Chocou-nos o apego de Edilberto a uma heroína tão deletéria. Em nossa inocência, éramos incapazes de apreender os delicados mecanismos da projeção homoerótica na figura feminina. Este episódio remoto voltou à minha memória ao rever agora Amar foi minha ruina no volume 17 do Filme Noir da Versátil, o primeiro noir em technicolor da série. Velhos filmes, de certa forma, nos trazem de volta fatos e pessoas longamente esquecidos...
Um comentário:
Interessante você ter citado o caso do telefone, que realmente ter um telefone em casa era um fato fantástico. Na década de 40, na casa de minha avó, tinha um telefone de parede e a coincidência é que também até hoje não me esqueço do número: 3477. Mas ter um telefone, não significava que você poderia se comunicar com o mundo a qualquer hora.
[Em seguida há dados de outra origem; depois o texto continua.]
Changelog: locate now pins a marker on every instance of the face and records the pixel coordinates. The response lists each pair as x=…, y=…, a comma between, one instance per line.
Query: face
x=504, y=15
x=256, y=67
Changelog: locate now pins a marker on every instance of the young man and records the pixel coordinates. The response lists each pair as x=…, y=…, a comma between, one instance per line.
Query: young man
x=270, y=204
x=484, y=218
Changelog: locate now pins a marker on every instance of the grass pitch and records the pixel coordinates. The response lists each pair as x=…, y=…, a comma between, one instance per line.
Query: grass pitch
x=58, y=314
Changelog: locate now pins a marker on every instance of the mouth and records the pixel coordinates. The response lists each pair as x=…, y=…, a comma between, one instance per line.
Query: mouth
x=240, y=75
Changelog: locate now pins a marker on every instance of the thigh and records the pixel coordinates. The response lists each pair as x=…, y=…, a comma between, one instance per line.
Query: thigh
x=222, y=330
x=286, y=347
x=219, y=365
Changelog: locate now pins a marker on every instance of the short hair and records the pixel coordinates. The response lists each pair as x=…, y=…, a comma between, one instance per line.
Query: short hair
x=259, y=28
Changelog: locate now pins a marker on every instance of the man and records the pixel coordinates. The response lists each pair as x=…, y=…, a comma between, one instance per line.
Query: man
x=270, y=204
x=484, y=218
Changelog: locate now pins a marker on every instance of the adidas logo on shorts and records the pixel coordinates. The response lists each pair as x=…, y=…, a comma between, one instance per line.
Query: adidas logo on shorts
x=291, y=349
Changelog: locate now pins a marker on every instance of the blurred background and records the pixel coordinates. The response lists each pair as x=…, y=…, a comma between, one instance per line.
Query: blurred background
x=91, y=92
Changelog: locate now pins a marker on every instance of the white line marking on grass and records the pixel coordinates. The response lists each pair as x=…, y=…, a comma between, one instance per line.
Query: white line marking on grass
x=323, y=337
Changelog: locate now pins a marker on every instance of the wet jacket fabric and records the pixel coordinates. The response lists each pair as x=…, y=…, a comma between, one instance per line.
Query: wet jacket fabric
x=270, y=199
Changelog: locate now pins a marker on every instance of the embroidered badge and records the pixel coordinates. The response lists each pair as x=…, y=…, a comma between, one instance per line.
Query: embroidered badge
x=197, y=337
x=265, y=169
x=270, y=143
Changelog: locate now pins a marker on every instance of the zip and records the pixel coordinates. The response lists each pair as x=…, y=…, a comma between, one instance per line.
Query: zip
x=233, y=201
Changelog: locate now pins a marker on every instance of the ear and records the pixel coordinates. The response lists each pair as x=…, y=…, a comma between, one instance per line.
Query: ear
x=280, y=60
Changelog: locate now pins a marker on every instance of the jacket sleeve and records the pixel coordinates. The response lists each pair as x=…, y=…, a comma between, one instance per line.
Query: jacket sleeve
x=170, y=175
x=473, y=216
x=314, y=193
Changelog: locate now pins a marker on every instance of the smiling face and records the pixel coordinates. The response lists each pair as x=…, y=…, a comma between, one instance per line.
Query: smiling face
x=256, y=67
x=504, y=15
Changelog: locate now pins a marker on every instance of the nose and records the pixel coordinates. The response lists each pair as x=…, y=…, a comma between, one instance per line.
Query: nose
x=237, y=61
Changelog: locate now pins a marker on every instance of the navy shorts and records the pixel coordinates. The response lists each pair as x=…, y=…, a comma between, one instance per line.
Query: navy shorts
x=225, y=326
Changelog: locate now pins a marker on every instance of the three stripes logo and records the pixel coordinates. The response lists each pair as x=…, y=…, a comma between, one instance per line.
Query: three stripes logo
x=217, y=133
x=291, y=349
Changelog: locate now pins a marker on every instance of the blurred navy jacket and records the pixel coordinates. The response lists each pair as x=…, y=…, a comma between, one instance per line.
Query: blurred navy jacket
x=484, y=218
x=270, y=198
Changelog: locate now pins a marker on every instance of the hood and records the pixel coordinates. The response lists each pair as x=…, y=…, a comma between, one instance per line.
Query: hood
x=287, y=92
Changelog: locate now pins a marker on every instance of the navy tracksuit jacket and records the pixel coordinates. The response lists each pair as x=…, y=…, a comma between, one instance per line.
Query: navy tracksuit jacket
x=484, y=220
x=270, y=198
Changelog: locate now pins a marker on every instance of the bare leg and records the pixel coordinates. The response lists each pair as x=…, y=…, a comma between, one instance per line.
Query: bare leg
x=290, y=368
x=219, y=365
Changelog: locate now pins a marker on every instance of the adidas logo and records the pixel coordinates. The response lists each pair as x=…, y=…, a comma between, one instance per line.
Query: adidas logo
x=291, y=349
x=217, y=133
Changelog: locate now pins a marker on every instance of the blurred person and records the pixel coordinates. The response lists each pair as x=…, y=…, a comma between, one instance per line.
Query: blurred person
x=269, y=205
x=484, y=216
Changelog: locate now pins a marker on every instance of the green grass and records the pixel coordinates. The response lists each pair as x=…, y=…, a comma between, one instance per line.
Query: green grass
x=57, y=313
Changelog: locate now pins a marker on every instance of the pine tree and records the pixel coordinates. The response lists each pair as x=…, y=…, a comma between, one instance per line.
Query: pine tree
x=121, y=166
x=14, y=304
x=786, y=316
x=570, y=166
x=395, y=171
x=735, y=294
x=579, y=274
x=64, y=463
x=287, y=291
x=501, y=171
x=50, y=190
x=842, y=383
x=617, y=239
No caso, morávamos em Niterói, e para falar com o Rio de janeiro, era preciso falar com uma telefonista, que então marcava a hora para essa ligação ser realizada. Para falar com qualquer município, aí então era desesperador, porque às vezes a ligação era marcada para o dia seguinte. Isso era desesperador. Na verdade você tinha um telefone, que para falar com qualquer pessoa se transformava em uma tragédia.